Word Genie is a demonstration of that capability using R, the statistical language.
Feel free to explore the application from here, but be sure to come back for a description of how it works.
https://myshinyacct.shinyapps.io/WordGenie2/
I hope you will consider incorporating Word Genie technology into your text driven application!
Methodology
To develop Word Genie, I began by analyzing a large corpus of phrases drawn from the Internet, including Twitter messages, news stories and blogs. The total amount of text involved was approximately 75 million words and it provided all the necessary raw data for training the word prediction algorithm behind Word Genie.
Using the tm package in R, the corpus was first preprocessed to remove punctuation, numbers, extra whitespace and profanity. The purified data was then used to identify approximately 10 million unique n-grams (2 word, 3 word and 4 word phrases), and calculate their frequencies.
Backoff Models
The millions of n-grams were programmed into a Backoff model. Backoff models are based on the probability of the next word in a sentence being mostly dependent on the words immediately preceding it (think Markov chains).

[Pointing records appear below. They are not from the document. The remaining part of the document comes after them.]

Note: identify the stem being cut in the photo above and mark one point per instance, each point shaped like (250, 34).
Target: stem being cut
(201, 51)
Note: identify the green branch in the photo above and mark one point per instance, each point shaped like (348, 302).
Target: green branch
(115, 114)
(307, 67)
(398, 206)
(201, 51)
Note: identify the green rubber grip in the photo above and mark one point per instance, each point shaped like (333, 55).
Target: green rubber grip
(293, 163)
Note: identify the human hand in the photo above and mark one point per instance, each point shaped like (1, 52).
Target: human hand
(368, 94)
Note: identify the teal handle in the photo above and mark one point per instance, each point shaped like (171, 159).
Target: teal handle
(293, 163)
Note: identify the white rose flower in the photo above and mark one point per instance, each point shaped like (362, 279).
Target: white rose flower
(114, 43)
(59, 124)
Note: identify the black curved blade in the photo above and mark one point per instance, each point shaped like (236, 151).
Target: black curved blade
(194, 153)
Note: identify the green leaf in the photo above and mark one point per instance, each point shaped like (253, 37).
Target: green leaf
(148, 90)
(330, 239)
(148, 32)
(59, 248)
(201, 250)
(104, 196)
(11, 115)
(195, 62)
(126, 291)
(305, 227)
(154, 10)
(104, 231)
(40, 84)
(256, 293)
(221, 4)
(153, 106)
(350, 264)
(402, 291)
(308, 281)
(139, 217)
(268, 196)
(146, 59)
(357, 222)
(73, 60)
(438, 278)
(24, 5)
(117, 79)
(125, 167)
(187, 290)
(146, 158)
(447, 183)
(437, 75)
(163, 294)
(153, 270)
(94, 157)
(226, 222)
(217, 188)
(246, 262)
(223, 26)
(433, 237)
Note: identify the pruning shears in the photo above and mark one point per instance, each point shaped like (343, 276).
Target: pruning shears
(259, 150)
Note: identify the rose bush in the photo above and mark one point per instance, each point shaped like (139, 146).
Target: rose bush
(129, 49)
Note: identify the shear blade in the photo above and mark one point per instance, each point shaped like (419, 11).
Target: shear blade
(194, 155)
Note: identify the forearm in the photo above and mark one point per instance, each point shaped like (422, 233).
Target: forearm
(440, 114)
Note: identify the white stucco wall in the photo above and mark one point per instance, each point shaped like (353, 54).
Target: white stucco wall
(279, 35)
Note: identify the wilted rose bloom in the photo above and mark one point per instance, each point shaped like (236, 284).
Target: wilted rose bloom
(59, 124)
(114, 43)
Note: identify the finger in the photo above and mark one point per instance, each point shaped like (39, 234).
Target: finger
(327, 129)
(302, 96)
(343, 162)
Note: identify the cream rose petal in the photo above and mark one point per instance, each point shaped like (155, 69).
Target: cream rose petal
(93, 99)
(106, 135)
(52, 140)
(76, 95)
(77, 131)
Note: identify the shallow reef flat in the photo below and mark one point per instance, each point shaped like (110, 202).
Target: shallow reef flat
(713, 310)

Words that are are more than 4 or 5 words earlier can be reasonably ignored in making the prediction.
In Word Genie, the last three words the user typed are compared against the first three words in each 4-gram (4 word phrase). If a match is found, the 4th word in the 4-gram is returned as the predicted next word. If multiple matches are found, then the most frequently occurring 4th word is returned.
If no match is found in the 4-grams, the process is repeated with the 3-grams, and if no match is found in the 3-grams, the 2-grams are used. Finally, if no match is found in the 2-grams, a random word is returned from a list of 25 most frequent words.
Results
When tested against 1,000 randomly selected phrases from Twitter there were 158 correct next word predictions. With News phrases there were 167 out of 1,000 correct predictions, and with Blog phrases, 168 out of 1,000 predictions were correct. These results are very good considering the simplicity and low cost of the model. Accuracy can easily be improved by expanding the size of the training corpus and identifying additional n-grams. Response time can be further improved by using a binary search instead of sequential scans and through the use of hashing.